Connection pooling branch ready for testing

My connection pooling branch is getting close to being ready for
merging. At this point, I'd appreciate help in trying it out in real
applications and seeing how it behaves, as well as reviewing the code
and documentation. As far as the code goes, 95% of the changes are in
active_record/connection_adapters/abstract/connection_{specification,pool}.rb.

http://github.com/nicksieger/rails/tree/connection_pool

Database/connection pool configuration is as follows.

1. With no changes to database.yml, the connection pooling code falls
back into a cached connection-per-thread compatibility mode. Try your
app with this first, and make sure everything still works as expected.

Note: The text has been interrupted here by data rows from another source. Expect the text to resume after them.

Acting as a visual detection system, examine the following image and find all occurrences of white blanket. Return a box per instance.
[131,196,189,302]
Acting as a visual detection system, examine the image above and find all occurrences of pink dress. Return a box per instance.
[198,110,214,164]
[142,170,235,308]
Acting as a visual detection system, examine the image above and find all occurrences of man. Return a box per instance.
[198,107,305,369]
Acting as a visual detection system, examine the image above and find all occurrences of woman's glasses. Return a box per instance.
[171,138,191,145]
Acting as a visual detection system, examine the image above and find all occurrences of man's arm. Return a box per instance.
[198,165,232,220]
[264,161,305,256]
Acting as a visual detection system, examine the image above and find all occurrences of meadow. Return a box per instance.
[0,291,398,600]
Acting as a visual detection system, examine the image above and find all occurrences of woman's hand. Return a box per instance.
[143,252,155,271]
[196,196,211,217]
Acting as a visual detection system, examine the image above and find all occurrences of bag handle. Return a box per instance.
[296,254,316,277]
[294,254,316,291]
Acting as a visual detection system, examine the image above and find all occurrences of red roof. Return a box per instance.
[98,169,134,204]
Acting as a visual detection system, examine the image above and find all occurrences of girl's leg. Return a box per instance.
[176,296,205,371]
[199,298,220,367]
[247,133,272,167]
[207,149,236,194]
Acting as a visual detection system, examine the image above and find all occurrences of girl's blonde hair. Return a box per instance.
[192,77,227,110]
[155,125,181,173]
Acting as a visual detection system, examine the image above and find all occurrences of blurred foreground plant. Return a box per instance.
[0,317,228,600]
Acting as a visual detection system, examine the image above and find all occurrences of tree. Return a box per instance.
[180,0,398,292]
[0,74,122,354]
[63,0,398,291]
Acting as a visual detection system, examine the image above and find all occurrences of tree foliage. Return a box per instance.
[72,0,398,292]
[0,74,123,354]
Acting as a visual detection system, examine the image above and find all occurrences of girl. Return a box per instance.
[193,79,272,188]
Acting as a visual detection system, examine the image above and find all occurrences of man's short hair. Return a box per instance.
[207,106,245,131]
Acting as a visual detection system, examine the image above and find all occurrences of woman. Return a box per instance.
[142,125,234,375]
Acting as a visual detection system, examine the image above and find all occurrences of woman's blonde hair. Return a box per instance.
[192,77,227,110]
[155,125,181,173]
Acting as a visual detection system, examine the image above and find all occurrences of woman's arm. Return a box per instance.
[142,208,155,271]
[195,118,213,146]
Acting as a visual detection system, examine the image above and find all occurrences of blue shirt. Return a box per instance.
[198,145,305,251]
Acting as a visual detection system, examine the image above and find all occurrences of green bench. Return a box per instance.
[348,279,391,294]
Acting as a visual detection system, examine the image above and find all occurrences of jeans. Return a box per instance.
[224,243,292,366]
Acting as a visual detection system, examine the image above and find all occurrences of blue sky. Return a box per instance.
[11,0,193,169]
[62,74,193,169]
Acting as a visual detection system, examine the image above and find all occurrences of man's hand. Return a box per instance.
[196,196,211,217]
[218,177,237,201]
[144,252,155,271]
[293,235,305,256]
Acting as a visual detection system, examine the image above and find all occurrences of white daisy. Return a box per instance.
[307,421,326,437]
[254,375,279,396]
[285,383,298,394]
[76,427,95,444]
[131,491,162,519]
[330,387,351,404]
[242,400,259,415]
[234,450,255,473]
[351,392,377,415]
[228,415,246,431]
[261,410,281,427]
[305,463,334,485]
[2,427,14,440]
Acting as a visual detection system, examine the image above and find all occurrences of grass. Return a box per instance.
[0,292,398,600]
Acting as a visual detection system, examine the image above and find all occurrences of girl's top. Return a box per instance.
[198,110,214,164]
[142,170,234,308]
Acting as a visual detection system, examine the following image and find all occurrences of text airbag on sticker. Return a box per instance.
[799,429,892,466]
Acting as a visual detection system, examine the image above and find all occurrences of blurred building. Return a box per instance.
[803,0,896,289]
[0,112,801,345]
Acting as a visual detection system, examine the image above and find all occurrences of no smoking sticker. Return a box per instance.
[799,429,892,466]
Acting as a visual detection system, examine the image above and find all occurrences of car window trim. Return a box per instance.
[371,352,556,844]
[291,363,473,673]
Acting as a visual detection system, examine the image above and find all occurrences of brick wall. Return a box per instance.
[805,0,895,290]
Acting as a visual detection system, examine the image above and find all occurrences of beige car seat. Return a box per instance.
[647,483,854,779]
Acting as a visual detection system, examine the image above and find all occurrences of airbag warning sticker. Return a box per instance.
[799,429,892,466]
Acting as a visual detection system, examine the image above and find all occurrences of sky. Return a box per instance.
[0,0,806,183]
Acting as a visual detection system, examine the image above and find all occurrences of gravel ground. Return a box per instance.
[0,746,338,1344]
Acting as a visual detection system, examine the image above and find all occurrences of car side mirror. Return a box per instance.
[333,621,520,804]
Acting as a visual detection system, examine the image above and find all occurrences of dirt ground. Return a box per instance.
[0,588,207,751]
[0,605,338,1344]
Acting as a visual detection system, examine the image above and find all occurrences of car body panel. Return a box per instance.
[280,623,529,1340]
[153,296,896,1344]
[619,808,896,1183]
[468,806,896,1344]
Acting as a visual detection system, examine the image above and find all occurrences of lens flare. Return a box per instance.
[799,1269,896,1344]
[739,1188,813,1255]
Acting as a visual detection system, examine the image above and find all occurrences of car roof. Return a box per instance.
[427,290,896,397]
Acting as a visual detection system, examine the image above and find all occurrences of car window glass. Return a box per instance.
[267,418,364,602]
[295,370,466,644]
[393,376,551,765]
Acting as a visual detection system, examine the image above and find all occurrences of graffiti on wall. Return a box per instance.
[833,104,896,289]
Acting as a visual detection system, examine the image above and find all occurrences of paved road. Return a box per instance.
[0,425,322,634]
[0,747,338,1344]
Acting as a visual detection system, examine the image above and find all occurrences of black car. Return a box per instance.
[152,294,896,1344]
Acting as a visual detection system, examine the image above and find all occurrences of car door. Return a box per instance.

2. To try out the fixed size connection pool, add a "pool: N"
attribute to the configuration (yaml below, or in ruby if that's your
new thing):
  production:
    adapter: ...
    ...
    pool: 4 # share a maximum of 4 connections

In order to take advantage of the pool, you actually need to return
connections to the pool after each request. Eventually this should be
baked into ActionPack, but for now you need to add this bit of code to
app initialization. (Note that this can also be used in #1 without any
harm done.)

  Dispatcher.after_dispatch do
    ActiveRecord::Base.clear_active_connections!
  end

There's also a "wait_timeout" database config attribute that controls
how long the thread will wait for a connection when the pool is
exhausted (default is 5 seconds). If a thread times out waiting for a
database connection, an ActiveRecord::ConnectionTimeoutError (subclass
of ConnectionNotEstablished) is raised.

In the cleanup/deprecation department, I'd like to propose getting rid
of allow_concurrency. If you look at the code currently you'll see it
does have an effect -- it basically adds synchronization around
connection handling methods. But just mentioning allow_concurrency
brings up legacy thoughts of past hacks that didn't really cut the
multi-threaded string cheese. So if possible I'd like to see if
there's a way to handle both single and multiple thread use cases
without it, even though I don't have a good idea yet of how to do
that. Thoughts?

As always, comments appreciated.

/Nick

My connection pooling branch is getting close to being ready for
merging. At this point, I'd appreciate help in trying it out in real
applications and seeing how it behaves, as well as reviewing the code
and documentation. As far as the code goes, 95% of the changes are in
active_record/connection_adapters/abstract/connection_{specification,pool}.rb.

http://github.com/nicksieger/rails/tree/connection_pool

Database/connection pool configuration is as follows.

1. With no changes to database.yml, the connection pooling code falls
back into a cached connection-per-thread compatibility mode. Try your
app with this first, and make sure everything still works as expected.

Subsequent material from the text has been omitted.